I saw in your tutorial on ATAC-Seq (https://training.galaxyproject.org/training-material/topics/epigenetics/tutorials/atac-seq/tutorial.html) on the insertsize metrics, so one of the plots had blue regions corresponding to reverse forward-oriented. Should I fix it and how? I have 75 bp length, and if I trim it to 36 bp I do not see this issue.
After filtering out duplicates/chrM/non-paired reads, if you have a small fraction of reads aligning in the opposite orientation of the expected/majority orientation, it won’t matter. These will fall out in downstream steps (won’t pass peak calling criteria).

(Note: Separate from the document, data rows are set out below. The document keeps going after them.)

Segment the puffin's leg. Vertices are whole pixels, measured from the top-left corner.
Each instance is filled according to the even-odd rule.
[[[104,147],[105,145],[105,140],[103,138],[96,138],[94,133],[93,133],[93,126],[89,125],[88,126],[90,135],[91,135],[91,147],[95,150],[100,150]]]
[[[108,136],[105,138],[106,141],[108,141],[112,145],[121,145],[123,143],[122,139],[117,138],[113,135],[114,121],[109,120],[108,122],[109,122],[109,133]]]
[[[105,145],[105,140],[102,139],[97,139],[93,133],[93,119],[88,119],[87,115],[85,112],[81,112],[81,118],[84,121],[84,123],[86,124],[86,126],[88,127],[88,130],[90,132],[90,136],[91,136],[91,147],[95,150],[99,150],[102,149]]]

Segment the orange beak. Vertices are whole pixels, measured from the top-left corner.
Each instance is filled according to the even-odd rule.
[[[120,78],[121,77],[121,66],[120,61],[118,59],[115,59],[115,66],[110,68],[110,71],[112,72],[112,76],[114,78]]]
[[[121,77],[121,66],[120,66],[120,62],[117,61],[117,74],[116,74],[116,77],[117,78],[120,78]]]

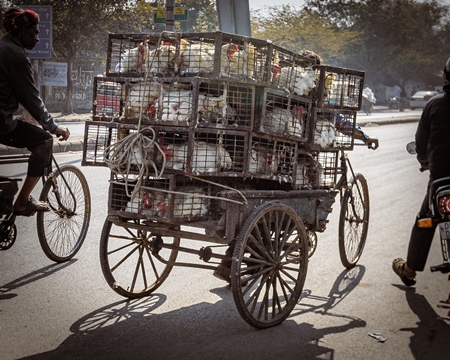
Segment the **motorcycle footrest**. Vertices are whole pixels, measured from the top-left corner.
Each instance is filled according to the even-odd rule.
[[[441,265],[430,266],[431,272],[440,271],[443,274],[450,273],[450,263],[445,262]]]

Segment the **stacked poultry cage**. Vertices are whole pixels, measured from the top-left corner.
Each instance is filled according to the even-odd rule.
[[[83,165],[112,170],[112,213],[220,218],[230,191],[331,189],[364,73],[214,33],[110,34]]]

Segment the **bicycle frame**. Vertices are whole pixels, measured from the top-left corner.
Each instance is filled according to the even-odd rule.
[[[61,172],[60,167],[59,167],[58,163],[56,162],[56,159],[55,159],[55,157],[54,157],[53,155],[52,155],[52,162],[53,162],[53,164],[55,165],[57,171],[58,171],[59,174],[60,174],[61,179],[64,181],[64,183],[65,183],[67,189],[68,189],[69,192],[70,192],[70,196],[72,197],[72,200],[73,200],[73,203],[74,203],[74,206],[73,206],[73,209],[74,209],[74,210],[69,210],[67,207],[65,207],[65,206],[63,205],[63,203],[62,203],[62,201],[61,201],[61,194],[60,194],[60,192],[59,192],[59,188],[58,188],[58,184],[57,184],[57,182],[56,182],[56,177],[55,177],[55,172],[54,172],[54,171],[52,171],[48,176],[43,176],[43,177],[42,177],[42,185],[44,185],[45,182],[48,181],[48,179],[51,180],[52,189],[53,189],[53,192],[55,193],[55,198],[56,198],[56,201],[58,202],[59,210],[56,209],[56,208],[54,208],[51,204],[49,204],[49,205],[50,205],[50,207],[52,208],[52,210],[53,210],[54,212],[60,212],[61,210],[63,210],[63,212],[64,212],[67,216],[73,216],[73,215],[76,214],[75,209],[77,208],[76,197],[75,197],[75,195],[73,194],[72,188],[71,188],[71,187],[69,186],[69,184],[67,183],[67,180],[66,180],[66,178],[64,177],[63,173]]]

Don’t trim your reads arbitrarily – you want the full length, otherwise, you will lose valuable sequence data.
The reason the “wrong orientation” pairs are not showing up in the graph after trimming is that the shorter reads are not mapping at all and/or are not properly pairing uniquely. That kind of mapping result will impact your entire dataset, not just the reads mapping with the unexpected orientation. If you check your alignment stats trimmed versus untrimmed, you’ll be able to see the difference (how much data you are losing).
Yes I do lose significant amount of reads and see a difference in alignment. I would like to use 75bp and after aligning If I would like to focus on nucleosome free regions (<120bp) for instance, would these reverse reads be picked up because they are mostly falling under this cutoff?